昔はUsenetで何日も議論したものだが、少なくとも大抵は、ある主張に対して新しい主張が返され、といった具合に、まともな議論と呼べるだけの十分な文章と文脈があった。今回のは違う。憎悪とエンジニアリング入門101の増幅でしかない。99パーセンタイルが正しい指標で平均はダメな指標? ならたとえ平均に触れるのが理にかなった文脈であっても、決して口にするな。さもないと1万件のクソリプが飛んでくる。
これにどう対処すればいいのか。幸い私は個人的にこうしたことにあまり影響されない質だが、仕事としてRedisで何が起きているかを伝えるためにTwitterを使っている以上、ここがまともな仕事の場ではないことは明らかだ。たとえばレイテンシの話。私はレイテンシをとても重視しているので、長年にわたって改善に多くの労力を費やしてきた(diskless replicationもその一つだ)。なぜレイテンシのスパイクが起きるのか、起きているのかを理解するためのモニタリング機能もある。Redisは異なる実行パスを監視することで、内部で何が起きているかを人間が読めるレポートとして提供できる。これだけのことをやってきたのに、返ってくるのは間違ったメッセージが100万回リツイートされるという結果で、何の役にも立たない。ほとんどの人は自分で判断するためにツイートを追ったりはしない。現実はこの時点で書き換えられてしまう。私は平均パーセンタイルが良いと言い、ロングテールを見るべきことを分かっていない、と。次にレイテンシについて語るとき、多くの人にとって私はそれについて考えがはっきりしていない人物ということになる。そんな人間の話ややっていることなど、誰が信用するだろうか。

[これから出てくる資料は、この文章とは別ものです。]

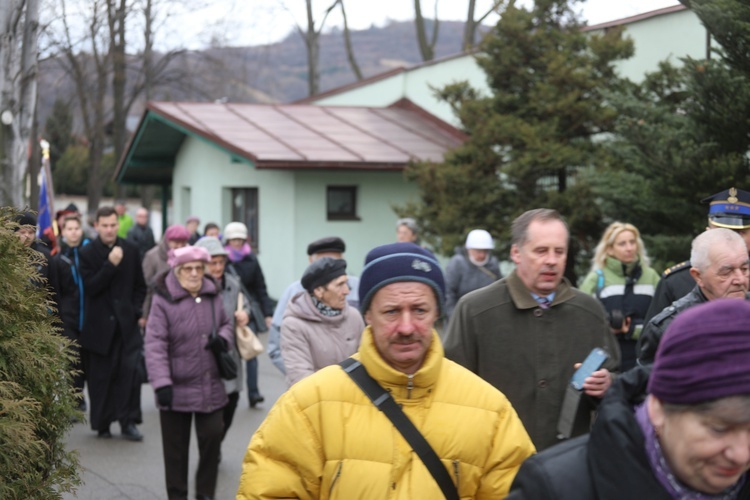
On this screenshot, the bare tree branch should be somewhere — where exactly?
[338,0,362,80]
[414,0,439,61]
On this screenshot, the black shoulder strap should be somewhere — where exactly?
[339,358,458,500]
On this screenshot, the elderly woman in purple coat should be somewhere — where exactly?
[146,247,234,499]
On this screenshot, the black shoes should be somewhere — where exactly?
[120,424,143,441]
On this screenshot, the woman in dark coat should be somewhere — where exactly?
[508,299,750,500]
[223,222,274,408]
[146,247,234,499]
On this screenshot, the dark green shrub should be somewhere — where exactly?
[0,208,80,499]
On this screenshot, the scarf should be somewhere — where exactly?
[635,400,747,500]
[224,243,253,262]
[310,295,344,318]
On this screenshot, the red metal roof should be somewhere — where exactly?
[583,4,687,31]
[148,102,465,168]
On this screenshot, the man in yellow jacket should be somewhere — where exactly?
[237,243,535,500]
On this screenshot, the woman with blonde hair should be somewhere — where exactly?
[579,222,659,371]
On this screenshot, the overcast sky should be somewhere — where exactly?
[173,0,679,49]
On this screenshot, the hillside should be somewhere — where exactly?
[39,21,490,127]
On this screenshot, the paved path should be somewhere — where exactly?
[63,352,286,500]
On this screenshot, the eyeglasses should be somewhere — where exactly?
[182,266,205,274]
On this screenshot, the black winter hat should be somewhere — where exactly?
[302,257,346,293]
[307,236,346,255]
[359,242,445,313]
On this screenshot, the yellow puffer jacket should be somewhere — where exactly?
[237,327,535,500]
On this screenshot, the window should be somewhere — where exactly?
[232,188,260,252]
[327,186,359,220]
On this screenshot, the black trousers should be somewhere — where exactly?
[221,392,240,441]
[159,409,224,500]
[81,328,142,431]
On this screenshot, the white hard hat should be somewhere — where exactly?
[466,229,495,250]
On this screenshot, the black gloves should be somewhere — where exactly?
[206,335,229,356]
[156,385,174,410]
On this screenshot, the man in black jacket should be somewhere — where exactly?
[80,207,146,441]
[52,214,91,411]
[127,207,156,260]
[507,300,750,500]
[636,228,750,365]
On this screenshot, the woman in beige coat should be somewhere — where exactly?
[281,257,365,386]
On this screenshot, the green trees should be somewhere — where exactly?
[406,0,750,278]
[402,0,632,278]
[0,208,79,499]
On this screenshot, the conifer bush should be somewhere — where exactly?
[0,207,80,500]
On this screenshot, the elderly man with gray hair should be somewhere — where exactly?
[636,228,750,365]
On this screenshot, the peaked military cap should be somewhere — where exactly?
[701,187,750,229]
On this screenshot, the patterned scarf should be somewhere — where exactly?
[635,402,747,500]
[224,243,253,262]
[310,295,344,318]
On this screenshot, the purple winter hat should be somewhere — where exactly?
[648,299,750,405]
[167,246,211,268]
[164,224,190,241]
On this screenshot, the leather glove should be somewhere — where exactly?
[156,385,174,410]
[206,335,228,356]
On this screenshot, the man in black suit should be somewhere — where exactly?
[80,207,146,441]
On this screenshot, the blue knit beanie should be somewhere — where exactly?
[359,243,445,313]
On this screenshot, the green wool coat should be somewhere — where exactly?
[445,271,620,451]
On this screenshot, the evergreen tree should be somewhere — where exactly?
[587,0,750,266]
[400,0,633,277]
[0,208,80,500]
[44,98,73,169]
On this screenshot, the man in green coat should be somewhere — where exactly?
[445,209,620,451]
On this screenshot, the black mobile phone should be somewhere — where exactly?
[570,347,609,391]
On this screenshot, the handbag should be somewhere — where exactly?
[241,292,263,360]
[209,296,237,380]
[339,358,459,500]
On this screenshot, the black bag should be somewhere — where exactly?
[208,301,238,380]
[339,358,459,500]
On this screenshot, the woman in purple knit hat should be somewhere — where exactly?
[145,246,234,500]
[508,299,750,500]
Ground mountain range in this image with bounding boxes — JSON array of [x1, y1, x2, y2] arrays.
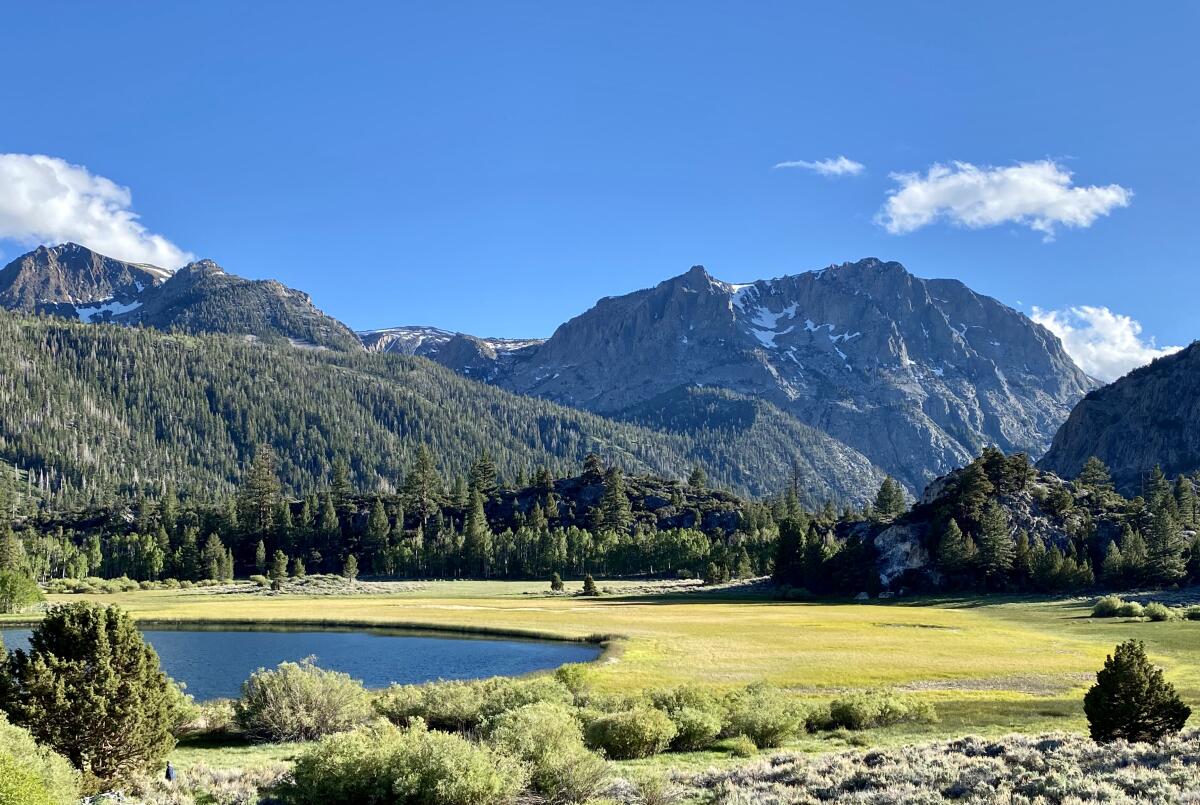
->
[[1039, 342, 1200, 495], [355, 259, 1098, 493], [0, 244, 1113, 500]]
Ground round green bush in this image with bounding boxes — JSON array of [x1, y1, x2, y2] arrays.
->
[[727, 735, 758, 757], [829, 692, 937, 729], [724, 685, 808, 749], [1142, 601, 1175, 623], [278, 720, 528, 805], [587, 708, 676, 761], [376, 677, 571, 732], [0, 714, 79, 805], [1092, 595, 1124, 618], [1117, 601, 1146, 618], [234, 660, 372, 741], [491, 702, 608, 803], [667, 707, 722, 752]]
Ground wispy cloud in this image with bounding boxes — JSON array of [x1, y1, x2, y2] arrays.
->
[[875, 160, 1133, 240], [775, 156, 866, 176], [0, 154, 192, 269], [1031, 305, 1182, 383]]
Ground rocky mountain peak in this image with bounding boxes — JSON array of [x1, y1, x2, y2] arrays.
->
[[372, 257, 1094, 493]]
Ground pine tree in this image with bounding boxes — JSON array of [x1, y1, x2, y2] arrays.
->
[[462, 492, 492, 578], [871, 475, 907, 519], [403, 444, 445, 528], [1075, 456, 1112, 492], [238, 444, 280, 547], [329, 456, 354, 518], [1175, 475, 1196, 528], [1084, 641, 1192, 743], [1146, 495, 1187, 584], [0, 602, 184, 788], [937, 517, 974, 576], [583, 452, 604, 483], [467, 450, 499, 500], [773, 517, 808, 587], [254, 540, 266, 576], [955, 461, 996, 522], [200, 533, 224, 579], [270, 551, 288, 582], [978, 500, 1014, 585], [1188, 534, 1200, 582], [365, 495, 391, 575], [1100, 540, 1126, 587], [1121, 525, 1150, 584], [600, 467, 634, 534]]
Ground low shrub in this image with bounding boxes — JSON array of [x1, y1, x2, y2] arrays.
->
[[0, 714, 79, 805], [724, 685, 808, 749], [234, 659, 371, 740], [667, 707, 722, 752], [587, 707, 676, 761], [630, 771, 686, 805], [376, 677, 571, 732], [175, 698, 238, 738], [829, 691, 937, 729], [280, 720, 528, 805], [1092, 595, 1124, 618], [491, 702, 608, 804], [1117, 601, 1146, 618], [650, 686, 725, 752], [0, 570, 46, 613], [1142, 601, 1175, 623], [726, 735, 758, 757]]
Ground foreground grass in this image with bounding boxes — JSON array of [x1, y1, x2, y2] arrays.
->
[[11, 582, 1200, 767]]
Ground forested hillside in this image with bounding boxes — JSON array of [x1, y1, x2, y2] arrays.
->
[[0, 312, 878, 507]]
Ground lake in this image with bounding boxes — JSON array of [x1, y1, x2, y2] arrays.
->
[[0, 626, 602, 702]]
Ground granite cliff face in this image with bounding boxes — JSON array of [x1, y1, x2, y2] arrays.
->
[[0, 244, 170, 322], [1038, 342, 1200, 495], [369, 259, 1094, 493], [0, 244, 361, 350]]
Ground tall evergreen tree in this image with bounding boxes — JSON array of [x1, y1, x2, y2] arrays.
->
[[403, 444, 445, 528], [871, 475, 907, 519], [1146, 494, 1187, 584], [600, 467, 634, 534], [462, 492, 492, 578], [977, 500, 1014, 587], [238, 444, 280, 551], [467, 450, 499, 500], [1075, 456, 1112, 492], [365, 495, 391, 573]]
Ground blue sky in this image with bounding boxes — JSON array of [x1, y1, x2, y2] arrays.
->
[[0, 2, 1200, 379]]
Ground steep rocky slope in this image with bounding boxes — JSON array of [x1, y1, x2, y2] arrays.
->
[[376, 259, 1094, 492], [1039, 342, 1200, 494], [0, 244, 170, 320], [0, 244, 361, 350]]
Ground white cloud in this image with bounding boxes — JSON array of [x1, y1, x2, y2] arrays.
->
[[875, 160, 1133, 240], [775, 156, 866, 176], [0, 154, 193, 269], [1031, 305, 1182, 383]]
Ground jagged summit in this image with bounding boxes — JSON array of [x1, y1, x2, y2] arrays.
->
[[372, 257, 1096, 492], [0, 244, 361, 349]]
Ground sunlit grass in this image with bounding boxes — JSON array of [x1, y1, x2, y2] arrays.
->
[[11, 582, 1200, 764]]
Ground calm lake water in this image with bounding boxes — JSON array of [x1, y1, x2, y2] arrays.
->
[[0, 626, 601, 701]]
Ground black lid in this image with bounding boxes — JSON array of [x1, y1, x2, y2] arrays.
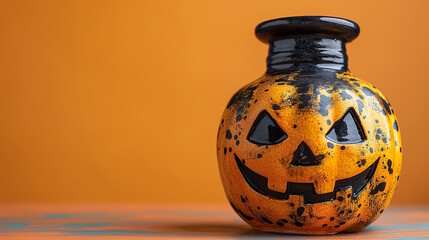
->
[[255, 16, 360, 43]]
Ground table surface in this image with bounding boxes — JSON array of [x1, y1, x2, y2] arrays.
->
[[0, 204, 429, 239]]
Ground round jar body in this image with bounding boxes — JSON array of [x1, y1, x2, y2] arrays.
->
[[217, 70, 402, 234]]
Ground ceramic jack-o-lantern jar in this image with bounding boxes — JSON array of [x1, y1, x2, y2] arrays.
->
[[217, 17, 402, 234]]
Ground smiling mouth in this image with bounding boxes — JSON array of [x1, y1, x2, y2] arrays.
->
[[234, 153, 380, 203]]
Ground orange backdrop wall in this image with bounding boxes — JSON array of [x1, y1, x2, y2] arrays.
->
[[0, 0, 429, 203]]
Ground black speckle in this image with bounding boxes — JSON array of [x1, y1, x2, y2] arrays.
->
[[273, 104, 280, 110], [296, 207, 304, 216], [393, 120, 399, 131], [356, 99, 363, 114], [370, 182, 386, 195], [340, 92, 352, 101], [226, 130, 232, 140], [261, 216, 273, 224], [298, 94, 311, 109], [379, 95, 392, 114], [319, 95, 331, 117], [387, 159, 393, 174], [362, 87, 374, 96], [295, 221, 304, 227], [316, 154, 325, 162]]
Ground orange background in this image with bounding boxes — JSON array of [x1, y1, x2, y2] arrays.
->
[[0, 0, 429, 203]]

一方でTwitterは人間にとってのRSSでもあり、私が愛してやまないこと――これまで丁寧に育ててきたオープンソースプロジェクトに取り組むこと――について、多くの人に最新情報を届けるには極めて有用だ。だから実行可能な形を考えている。もっとブログを書き、Redisのメーリングリストをもっと使い、Twitterは読みたい人が読めるようにリンクを貼るためだけに使う。そうすれば関心のある人たちが議論し、実際に有意義な議論ができるだろう。
Redisについては、快適に使ってくれているユーザーのためにも、問題を抱えているユーザーのためにも、やるべきことがたくさんある。Twitterで不毛な非会話に時間を費やすよりも、コードを書くことに時間を使った方がずっと良いと感じている。議論するのは好きだが、これはただの徒労だ。